Comment 8 QA Administrators 2019-11-23 03:43:59 UTC Comment hidden (obsolete)
Comment 9 Timur 2019-11-24 09:00:14 UTC
Created attachment 156071 [details]
.docx simplified to 2 pages

Original .docx has 5 pages. 
Main issue and this bug is SAXException: [word/document.xml line 2] and it's still there in LO 6.5+.
We may proceed after warning and open file. 
I notice header is there, but with wrong size. Table is also out of page. Footer content is different.

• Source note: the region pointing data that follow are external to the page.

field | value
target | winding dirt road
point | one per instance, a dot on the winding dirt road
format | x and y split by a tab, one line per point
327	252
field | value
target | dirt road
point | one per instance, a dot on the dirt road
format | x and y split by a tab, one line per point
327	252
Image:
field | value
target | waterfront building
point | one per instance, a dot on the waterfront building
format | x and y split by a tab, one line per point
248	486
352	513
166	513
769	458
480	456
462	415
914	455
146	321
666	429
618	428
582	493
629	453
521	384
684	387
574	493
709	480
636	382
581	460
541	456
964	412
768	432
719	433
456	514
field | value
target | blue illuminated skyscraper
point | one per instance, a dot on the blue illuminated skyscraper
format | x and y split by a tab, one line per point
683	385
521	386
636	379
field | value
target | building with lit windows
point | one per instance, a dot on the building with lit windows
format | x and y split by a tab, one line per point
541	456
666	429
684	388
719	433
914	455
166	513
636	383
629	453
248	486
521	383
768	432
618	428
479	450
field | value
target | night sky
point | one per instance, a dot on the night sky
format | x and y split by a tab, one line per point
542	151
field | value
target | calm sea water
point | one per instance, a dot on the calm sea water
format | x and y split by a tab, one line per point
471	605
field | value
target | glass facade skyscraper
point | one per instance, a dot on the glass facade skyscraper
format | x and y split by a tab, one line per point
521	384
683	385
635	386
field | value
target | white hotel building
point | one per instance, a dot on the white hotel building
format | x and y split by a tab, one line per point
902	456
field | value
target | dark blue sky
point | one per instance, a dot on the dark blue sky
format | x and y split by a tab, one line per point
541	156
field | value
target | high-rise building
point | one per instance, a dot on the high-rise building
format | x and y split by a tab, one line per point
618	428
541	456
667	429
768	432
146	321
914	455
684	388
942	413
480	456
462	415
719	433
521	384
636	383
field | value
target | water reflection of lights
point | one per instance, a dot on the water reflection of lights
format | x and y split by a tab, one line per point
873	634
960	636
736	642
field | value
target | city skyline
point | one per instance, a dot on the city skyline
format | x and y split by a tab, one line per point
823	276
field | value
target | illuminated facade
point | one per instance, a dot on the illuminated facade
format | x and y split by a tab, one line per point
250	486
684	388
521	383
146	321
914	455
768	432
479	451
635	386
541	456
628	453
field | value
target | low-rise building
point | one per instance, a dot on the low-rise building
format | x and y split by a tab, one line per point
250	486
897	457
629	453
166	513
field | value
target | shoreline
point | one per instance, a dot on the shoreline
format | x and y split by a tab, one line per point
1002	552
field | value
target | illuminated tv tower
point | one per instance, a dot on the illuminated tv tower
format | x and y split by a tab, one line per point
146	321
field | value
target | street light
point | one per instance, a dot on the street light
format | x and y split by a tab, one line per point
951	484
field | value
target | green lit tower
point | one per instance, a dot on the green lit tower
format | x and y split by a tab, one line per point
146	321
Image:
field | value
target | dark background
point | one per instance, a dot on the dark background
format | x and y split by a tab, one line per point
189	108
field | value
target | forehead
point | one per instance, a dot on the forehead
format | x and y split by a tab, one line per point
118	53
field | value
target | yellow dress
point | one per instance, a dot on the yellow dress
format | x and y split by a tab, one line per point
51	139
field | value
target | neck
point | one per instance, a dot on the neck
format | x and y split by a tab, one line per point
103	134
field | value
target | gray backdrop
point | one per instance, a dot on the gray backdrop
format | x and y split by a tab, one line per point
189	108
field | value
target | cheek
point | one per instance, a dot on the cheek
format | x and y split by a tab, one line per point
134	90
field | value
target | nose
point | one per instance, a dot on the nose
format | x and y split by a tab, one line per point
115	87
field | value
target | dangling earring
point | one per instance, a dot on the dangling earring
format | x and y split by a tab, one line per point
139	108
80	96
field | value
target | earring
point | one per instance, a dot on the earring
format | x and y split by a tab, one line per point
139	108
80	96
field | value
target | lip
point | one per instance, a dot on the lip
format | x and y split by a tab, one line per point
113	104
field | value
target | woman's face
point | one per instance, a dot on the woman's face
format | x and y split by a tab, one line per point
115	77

In order to more easily spot differences in header, table and footer, I attach MSO reduced .docx of 2 pages, 2nd being empty and not showing in LO.
Comment 10 Commit Notification 2020-02-04 09:08:48 UTC
László Németh committed a patch related to this issue.
It has been pushed to "master":

https://git.libreoffice.org/core/commit/213d6390a2cc59d174173f4359c161625a9c4bdc

tdf#108272 DOCX table-only header: fix SAX parser error

It will be available in 7.0.0.

The patch should be included in the daily builds available at
https://dev-builds.libreoffice.org/daily/ in the next 24-48 hours. More
information about daily builds can be found at:
https://wiki.documentfoundation.org/Testing_Daily_Builds

Affected users are encouraged to test the fix and report feedback.
Comment 11 Xisco Faulí 2020-02-05 15:20:04 UTC
Verified in

Version: 7.0.0.0.alpha0+
Build ID: d41d7ecb60fb38204fafcb1aa4595992721855e6
CPU threads: 4; OS: Linux 4.19; UI render: default; VCL: gtk3; 
Locale: en-US (en_US.UTF-8); UI-Language: en-US
Calc: threaded

@László Németh, thanks for fixing this issue!!
Comment 12 Xisco Faulí 2020-02-05 15:22:32 UTC
I'm not backporting it to previous branches. See https://gerrit.libreoffice.org/#/c/core/+/88037/
Comment 13 Commit Notification 2020-02-07 16:59:18 UTC
László Németh committed a patch related to this issue.
It has been pushed to "libreoffice-6-4":

https://git.libreoffice.org/core/commit/bd704b167a07054335601aa86c636d7db84e982a

tdf#108272 DOCX table-only header: fix SAX parser error

It will be available in 6.4.2.

The patch should be included in the daily builds available at
https://dev-builds.libreoffice.org/daily/ in the next 24-48 hours. More
information about daily builds can be found at:
https://wiki.documentfoundation.org/Testing_Daily_Builds

Affected users are encouraged to test the fix and report feedback.